Hwang and Phelany also conducted a study in 2014, which showed that people taking phenobarbaital had significantly higher levels of inflammation than those taking a placebo.

While it is unclear exactly how the phenobubbles could cause the headaches, Phelann said it could be because they activate a “parasite” within the brain that triggers inflammation.

The study also found that the higher the level of inflammation in the brain, the more likely the person with the headache was to experience more frequent migraines.

In a related study, researchers at the University of California, San Francisco, looked at phenobarbitols as a possible cause of migrainic headaches.

They found that those who took them were more likely to experience migrainos than those in the placebo group.

Phenobarbitol has also been linked with headaches in people with multiple sclerosis, including those who have tried taking it for years.

This study was done on patients who had suffered a traumatic head injury, and it is not clear if it has anything to do with the increased risk of migraine headaches.

But Dr. Daniel J. Luecke, a clinical professor of psychiatry at University of Chicago, said the study’s results are important.

But I think we need to be careful not to be over-medicating people with this.””

This is not a one-time thing.

But I think we need to be careful not to be over-medicating people with this.”

Dr. Luerke added that it was important to understand the effect phenobarbenzin on the brain.

He noted that some people who are prescribed phenobarbuttons are likely to take them for a longer period of time, and that this may lead to side effects.

One of the more well-known side effects of phenobarbanzin is that people can become irritable.

Another common side effect is that it can lead to headaches. 

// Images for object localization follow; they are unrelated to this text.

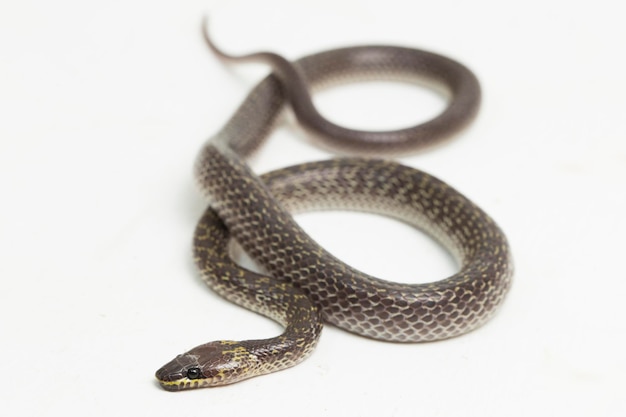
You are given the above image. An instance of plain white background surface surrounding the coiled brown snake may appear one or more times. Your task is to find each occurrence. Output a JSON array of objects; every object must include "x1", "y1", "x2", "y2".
[{"x1": 0, "y1": 0, "x2": 626, "y2": 417}]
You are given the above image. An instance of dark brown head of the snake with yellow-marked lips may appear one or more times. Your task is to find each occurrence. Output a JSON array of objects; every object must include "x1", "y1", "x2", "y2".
[{"x1": 155, "y1": 341, "x2": 257, "y2": 391}]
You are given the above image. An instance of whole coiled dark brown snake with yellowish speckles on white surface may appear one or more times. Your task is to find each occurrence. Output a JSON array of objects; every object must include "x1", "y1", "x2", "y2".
[{"x1": 156, "y1": 21, "x2": 513, "y2": 391}]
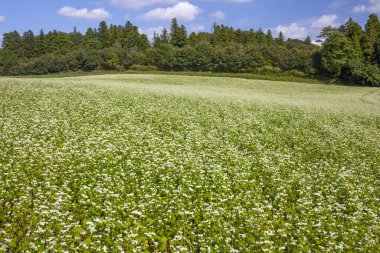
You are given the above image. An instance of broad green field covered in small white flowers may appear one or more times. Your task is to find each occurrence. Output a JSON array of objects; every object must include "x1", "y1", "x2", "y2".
[{"x1": 0, "y1": 75, "x2": 380, "y2": 252}]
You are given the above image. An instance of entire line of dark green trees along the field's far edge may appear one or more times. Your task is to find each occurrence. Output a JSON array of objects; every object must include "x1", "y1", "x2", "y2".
[{"x1": 0, "y1": 14, "x2": 380, "y2": 86}]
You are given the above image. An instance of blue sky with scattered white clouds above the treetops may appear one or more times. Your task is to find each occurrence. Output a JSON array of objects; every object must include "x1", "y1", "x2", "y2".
[{"x1": 0, "y1": 0, "x2": 380, "y2": 39}]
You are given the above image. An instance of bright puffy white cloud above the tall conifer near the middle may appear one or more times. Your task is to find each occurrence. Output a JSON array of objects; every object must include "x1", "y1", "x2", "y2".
[{"x1": 142, "y1": 2, "x2": 201, "y2": 21}]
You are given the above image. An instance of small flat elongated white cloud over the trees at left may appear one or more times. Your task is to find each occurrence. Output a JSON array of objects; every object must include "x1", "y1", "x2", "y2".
[{"x1": 58, "y1": 6, "x2": 111, "y2": 19}]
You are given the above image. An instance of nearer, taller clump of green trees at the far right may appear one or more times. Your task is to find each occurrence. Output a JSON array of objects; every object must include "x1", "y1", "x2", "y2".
[{"x1": 313, "y1": 14, "x2": 380, "y2": 86}]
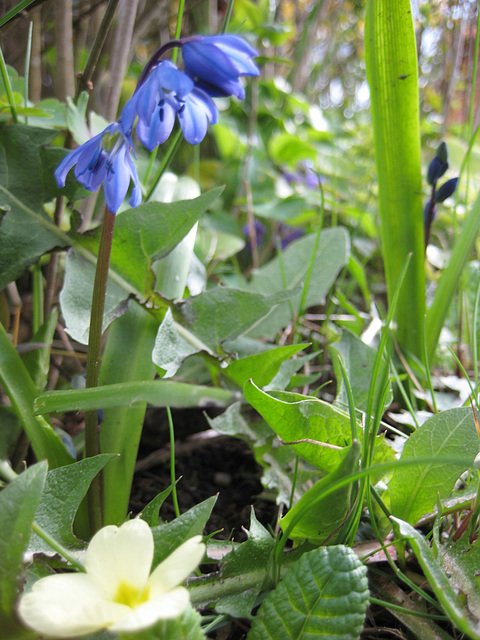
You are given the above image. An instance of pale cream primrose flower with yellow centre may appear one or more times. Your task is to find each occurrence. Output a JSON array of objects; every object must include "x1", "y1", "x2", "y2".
[{"x1": 18, "y1": 519, "x2": 205, "y2": 638}]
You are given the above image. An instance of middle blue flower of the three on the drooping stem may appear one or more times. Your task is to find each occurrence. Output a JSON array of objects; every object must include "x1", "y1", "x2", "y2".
[{"x1": 121, "y1": 60, "x2": 218, "y2": 151}]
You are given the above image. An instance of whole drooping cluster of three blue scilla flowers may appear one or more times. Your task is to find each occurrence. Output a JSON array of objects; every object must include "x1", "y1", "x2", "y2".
[{"x1": 55, "y1": 35, "x2": 259, "y2": 213}]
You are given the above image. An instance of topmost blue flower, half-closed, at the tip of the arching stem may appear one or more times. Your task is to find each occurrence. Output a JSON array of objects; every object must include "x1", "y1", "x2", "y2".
[{"x1": 180, "y1": 35, "x2": 260, "y2": 100}]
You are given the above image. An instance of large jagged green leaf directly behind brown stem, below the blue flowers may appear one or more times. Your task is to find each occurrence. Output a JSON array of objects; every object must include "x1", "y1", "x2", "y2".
[{"x1": 60, "y1": 188, "x2": 222, "y2": 344}]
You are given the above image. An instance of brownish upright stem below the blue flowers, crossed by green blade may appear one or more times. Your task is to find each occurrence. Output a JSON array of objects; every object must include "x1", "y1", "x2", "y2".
[{"x1": 85, "y1": 208, "x2": 115, "y2": 533}]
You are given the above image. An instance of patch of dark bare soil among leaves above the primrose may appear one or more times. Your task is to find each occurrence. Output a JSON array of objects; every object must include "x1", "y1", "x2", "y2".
[{"x1": 130, "y1": 409, "x2": 276, "y2": 542}]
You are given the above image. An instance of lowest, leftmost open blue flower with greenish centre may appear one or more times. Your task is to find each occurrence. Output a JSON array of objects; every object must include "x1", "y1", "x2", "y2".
[{"x1": 55, "y1": 122, "x2": 142, "y2": 213}]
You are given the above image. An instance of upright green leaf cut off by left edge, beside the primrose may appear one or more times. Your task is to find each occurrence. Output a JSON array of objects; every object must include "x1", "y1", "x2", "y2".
[{"x1": 0, "y1": 462, "x2": 47, "y2": 624}]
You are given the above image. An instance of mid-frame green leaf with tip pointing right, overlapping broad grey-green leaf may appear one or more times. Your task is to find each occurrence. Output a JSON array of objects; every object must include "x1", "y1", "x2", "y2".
[{"x1": 173, "y1": 287, "x2": 296, "y2": 351}]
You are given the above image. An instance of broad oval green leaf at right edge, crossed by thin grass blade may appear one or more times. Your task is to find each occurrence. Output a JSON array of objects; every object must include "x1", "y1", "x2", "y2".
[{"x1": 388, "y1": 408, "x2": 478, "y2": 524}]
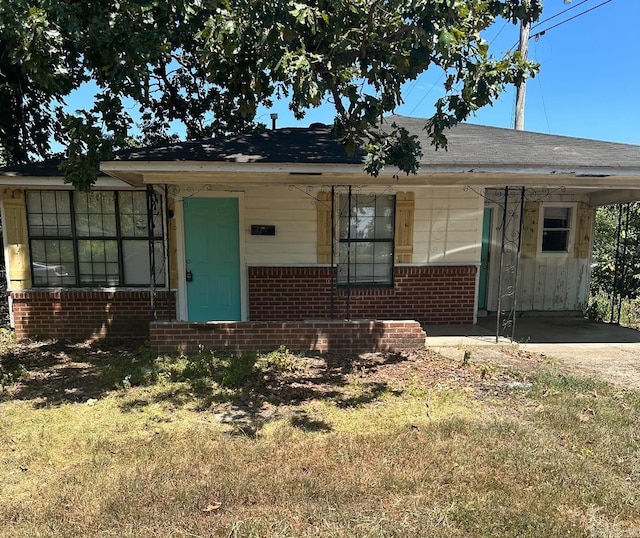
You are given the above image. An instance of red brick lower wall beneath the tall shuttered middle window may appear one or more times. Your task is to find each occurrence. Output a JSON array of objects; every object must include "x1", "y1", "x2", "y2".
[{"x1": 249, "y1": 266, "x2": 476, "y2": 324}]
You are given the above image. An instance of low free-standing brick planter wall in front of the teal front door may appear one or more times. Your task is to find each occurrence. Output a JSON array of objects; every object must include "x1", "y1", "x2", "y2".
[{"x1": 149, "y1": 321, "x2": 426, "y2": 353}]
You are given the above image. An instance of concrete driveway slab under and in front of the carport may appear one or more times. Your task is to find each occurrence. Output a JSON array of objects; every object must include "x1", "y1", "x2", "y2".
[{"x1": 426, "y1": 317, "x2": 640, "y2": 389}]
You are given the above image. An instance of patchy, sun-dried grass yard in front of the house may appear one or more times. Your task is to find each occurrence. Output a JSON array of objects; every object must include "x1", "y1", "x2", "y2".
[{"x1": 0, "y1": 334, "x2": 640, "y2": 537}]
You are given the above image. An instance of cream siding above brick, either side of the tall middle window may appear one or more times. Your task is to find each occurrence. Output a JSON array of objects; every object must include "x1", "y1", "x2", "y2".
[{"x1": 244, "y1": 186, "x2": 483, "y2": 265}]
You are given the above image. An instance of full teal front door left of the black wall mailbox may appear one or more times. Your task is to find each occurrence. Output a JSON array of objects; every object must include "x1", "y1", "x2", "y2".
[{"x1": 184, "y1": 198, "x2": 241, "y2": 321}]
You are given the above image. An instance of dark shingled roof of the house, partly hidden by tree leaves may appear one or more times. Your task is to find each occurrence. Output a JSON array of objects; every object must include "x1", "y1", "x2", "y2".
[{"x1": 0, "y1": 116, "x2": 640, "y2": 176}]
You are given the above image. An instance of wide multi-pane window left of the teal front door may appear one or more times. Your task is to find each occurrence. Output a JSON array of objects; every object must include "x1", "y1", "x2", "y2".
[{"x1": 27, "y1": 191, "x2": 164, "y2": 286}]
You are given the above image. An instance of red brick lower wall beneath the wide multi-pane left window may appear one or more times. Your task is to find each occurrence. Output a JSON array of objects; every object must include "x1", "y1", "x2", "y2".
[{"x1": 10, "y1": 289, "x2": 176, "y2": 340}]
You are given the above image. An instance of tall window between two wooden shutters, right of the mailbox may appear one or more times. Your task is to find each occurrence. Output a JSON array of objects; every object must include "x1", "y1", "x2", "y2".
[{"x1": 338, "y1": 194, "x2": 395, "y2": 286}]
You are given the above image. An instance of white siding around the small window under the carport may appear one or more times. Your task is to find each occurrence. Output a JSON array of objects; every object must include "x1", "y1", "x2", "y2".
[{"x1": 487, "y1": 194, "x2": 591, "y2": 312}]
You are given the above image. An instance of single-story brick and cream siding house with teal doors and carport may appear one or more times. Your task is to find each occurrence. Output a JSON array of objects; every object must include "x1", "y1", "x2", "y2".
[{"x1": 0, "y1": 116, "x2": 640, "y2": 350}]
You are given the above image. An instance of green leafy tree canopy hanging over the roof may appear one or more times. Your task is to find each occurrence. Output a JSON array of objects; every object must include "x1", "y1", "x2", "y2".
[{"x1": 0, "y1": 0, "x2": 542, "y2": 188}]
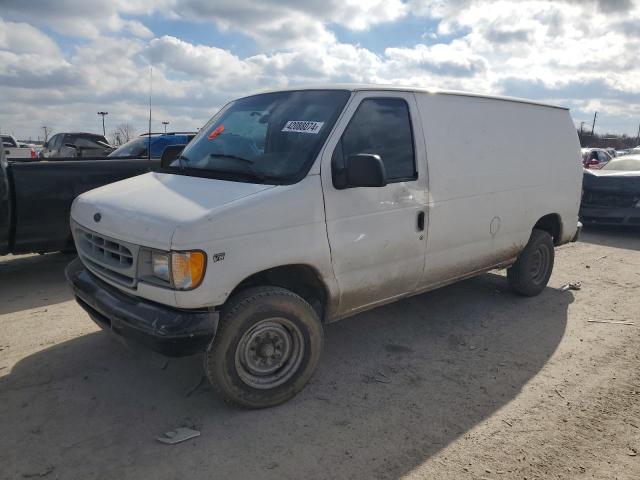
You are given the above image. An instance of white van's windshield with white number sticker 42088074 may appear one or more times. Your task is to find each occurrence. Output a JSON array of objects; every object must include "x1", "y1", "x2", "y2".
[{"x1": 161, "y1": 90, "x2": 350, "y2": 184}]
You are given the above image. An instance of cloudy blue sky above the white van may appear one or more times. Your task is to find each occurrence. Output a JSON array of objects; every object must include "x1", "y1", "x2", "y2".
[{"x1": 0, "y1": 0, "x2": 640, "y2": 139}]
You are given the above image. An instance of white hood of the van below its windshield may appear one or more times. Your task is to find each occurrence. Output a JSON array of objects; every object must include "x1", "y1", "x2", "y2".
[{"x1": 71, "y1": 172, "x2": 273, "y2": 250}]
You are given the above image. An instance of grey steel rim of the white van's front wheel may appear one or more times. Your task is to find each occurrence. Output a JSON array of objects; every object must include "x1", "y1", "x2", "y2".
[{"x1": 235, "y1": 317, "x2": 304, "y2": 390}]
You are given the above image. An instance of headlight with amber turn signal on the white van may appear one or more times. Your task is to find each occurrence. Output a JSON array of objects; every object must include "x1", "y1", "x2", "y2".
[{"x1": 151, "y1": 250, "x2": 207, "y2": 290}]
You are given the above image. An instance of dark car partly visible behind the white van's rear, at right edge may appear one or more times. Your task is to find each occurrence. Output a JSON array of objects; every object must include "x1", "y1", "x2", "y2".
[{"x1": 580, "y1": 155, "x2": 640, "y2": 225}]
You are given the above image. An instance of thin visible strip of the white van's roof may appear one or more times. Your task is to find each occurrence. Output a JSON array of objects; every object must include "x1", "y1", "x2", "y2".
[{"x1": 246, "y1": 83, "x2": 569, "y2": 110}]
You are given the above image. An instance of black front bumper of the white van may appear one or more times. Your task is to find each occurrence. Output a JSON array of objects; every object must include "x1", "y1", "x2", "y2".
[{"x1": 65, "y1": 259, "x2": 218, "y2": 357}]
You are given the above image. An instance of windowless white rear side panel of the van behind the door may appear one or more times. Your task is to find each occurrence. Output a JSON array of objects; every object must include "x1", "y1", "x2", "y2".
[{"x1": 416, "y1": 93, "x2": 581, "y2": 288}]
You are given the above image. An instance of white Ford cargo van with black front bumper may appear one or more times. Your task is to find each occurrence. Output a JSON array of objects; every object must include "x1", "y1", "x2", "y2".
[{"x1": 67, "y1": 85, "x2": 582, "y2": 408}]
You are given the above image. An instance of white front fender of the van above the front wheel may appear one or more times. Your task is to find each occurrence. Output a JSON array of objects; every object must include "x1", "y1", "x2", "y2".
[{"x1": 171, "y1": 175, "x2": 338, "y2": 308}]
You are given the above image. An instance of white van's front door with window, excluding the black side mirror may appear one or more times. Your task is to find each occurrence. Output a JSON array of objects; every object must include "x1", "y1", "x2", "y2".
[{"x1": 321, "y1": 91, "x2": 427, "y2": 315}]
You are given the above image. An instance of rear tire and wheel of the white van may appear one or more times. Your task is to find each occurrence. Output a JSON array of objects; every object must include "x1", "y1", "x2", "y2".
[{"x1": 507, "y1": 229, "x2": 554, "y2": 297}]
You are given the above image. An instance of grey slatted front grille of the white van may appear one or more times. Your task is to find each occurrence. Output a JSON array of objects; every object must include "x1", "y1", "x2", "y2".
[{"x1": 73, "y1": 225, "x2": 139, "y2": 288}]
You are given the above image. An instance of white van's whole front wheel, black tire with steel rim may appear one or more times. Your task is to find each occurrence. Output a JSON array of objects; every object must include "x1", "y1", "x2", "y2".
[{"x1": 205, "y1": 287, "x2": 323, "y2": 408}]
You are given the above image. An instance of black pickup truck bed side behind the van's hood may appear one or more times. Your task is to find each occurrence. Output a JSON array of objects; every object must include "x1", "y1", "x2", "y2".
[{"x1": 0, "y1": 151, "x2": 153, "y2": 255}]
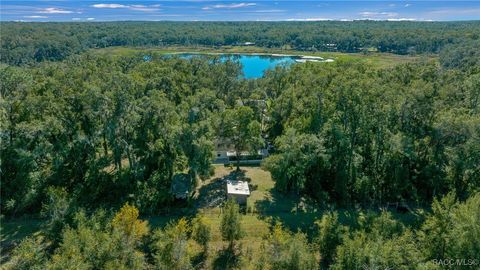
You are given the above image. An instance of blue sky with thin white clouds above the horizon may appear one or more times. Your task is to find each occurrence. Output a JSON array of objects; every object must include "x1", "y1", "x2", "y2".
[{"x1": 0, "y1": 0, "x2": 480, "y2": 22}]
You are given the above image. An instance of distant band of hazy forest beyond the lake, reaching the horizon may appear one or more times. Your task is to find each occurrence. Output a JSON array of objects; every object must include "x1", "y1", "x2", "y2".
[{"x1": 0, "y1": 21, "x2": 480, "y2": 65}]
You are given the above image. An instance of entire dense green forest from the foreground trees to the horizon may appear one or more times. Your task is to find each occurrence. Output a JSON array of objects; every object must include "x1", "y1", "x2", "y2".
[{"x1": 0, "y1": 22, "x2": 480, "y2": 269}]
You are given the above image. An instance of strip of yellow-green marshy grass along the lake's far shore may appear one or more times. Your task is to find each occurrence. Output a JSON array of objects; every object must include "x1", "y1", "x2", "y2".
[{"x1": 90, "y1": 46, "x2": 437, "y2": 68}]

But while side effects are not as common as migrainas, they are still possible.

Dr. Mark E. B. Sussman, a neurologist at Emory University, is a proponent of the use of phenobuttons.

And he believes that there are many different ways to take phenobarbinoids.

So long as the side effects aren’t too severe, and you are not taking it on a daily basis, then it’s not worth it, he said, adding that people should be cautious about taking them.

“We don’t know enough about the risks of this and how to best treat it,” Dr. Sommersman said.